– Ты почту открывал?
– Нет, я не смог в нее войти.
– Ничего, наши криминалисты смогут. У нас теперь такие асы работают – настоящие гении.
И он протягивает мне руку.
Я с гордостью пожимаю ее, взволнованный его неожиданным благоволением.
– Спасибо тебе, Огюстен. Пройди в соседнюю комнату, пусть Мартине запротоколирует твои показания. А я иду в кабинет следователя.
Осчастливленный его благодарностью, я забываюсь, и у меня невольно вырывается:
– В тот самый, что пропах кошачьей мочой?
Он несколько секунд печально смотрит мне в глаза, отдергивает руку, отступает на шаг, вспоминает, что всегда держал меня за дебила, и тяжко вздыхает.
Выходя в коридор, он бормочет, не оборачиваясь:
– Счастливо!
И захлопывает дверь.
Ну вот… Я, как всегда, хотел поразить аудиторию, а в результате только закрепил в ее сознании свой имидж никчемного дурака. Реакция Терлетти – квинтэссенция того единственного чувства, которое моя особа вызывает у окружающих: полное равнодушие, временами окрашенное презрением.
Утром, когда я прихожу в редакцию «Завтра», там дрожат стены: Пегар устроил один из своих гомерических разносов, которых так страшится персонал, ибо они всегда выливаются в оскорбления, выволочки, а в худшем случае – и в немедленное увольнение.

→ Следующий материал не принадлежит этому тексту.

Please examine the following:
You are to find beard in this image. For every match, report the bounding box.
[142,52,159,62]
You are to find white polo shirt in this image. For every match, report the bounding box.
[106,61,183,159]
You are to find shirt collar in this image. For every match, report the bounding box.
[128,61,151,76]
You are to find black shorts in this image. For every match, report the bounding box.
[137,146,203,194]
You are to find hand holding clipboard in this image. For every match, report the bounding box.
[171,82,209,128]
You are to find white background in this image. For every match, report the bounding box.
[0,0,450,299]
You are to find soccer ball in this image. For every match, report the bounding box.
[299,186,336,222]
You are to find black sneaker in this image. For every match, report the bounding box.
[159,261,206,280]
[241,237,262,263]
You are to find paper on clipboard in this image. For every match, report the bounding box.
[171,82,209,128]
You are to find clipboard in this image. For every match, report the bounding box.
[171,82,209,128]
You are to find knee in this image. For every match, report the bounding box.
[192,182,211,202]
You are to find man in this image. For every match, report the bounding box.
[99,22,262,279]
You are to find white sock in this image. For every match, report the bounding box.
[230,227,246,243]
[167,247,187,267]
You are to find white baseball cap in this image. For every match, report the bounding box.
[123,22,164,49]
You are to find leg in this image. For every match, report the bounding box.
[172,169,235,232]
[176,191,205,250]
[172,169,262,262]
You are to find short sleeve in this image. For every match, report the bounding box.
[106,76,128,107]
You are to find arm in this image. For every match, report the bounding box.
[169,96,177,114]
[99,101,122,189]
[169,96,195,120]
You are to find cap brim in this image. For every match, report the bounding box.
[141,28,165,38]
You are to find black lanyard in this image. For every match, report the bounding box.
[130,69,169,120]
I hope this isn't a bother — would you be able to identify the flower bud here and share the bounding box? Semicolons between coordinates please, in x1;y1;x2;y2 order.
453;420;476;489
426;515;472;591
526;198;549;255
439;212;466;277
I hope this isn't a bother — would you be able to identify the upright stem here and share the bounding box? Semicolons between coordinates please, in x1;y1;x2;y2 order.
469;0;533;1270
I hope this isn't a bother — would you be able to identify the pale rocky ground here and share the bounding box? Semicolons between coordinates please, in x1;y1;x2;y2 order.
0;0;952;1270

Скудная шевелюра Пегара встала дыбом, лицо налилось кровью, он яростно орет на сотрудников: тираж газеты опустился до прежнего уровня, тогда как господин директор уже принял выросшие продажи за новую норму. Мало того, поскольку средства массовой информации отзывают свои бригады, присланные в Шарлеруа по случаю теракта, он предвидит, что в результате этого отлива «Завтра» снова впадет в свою провинциальную ко́му. И он неистовствует, бушует, жестикулирует, надрывается, задыхается, возмущается, подозревает, обличает и брызжет слюной, воображая, что его гнев изменит дело к лучшему.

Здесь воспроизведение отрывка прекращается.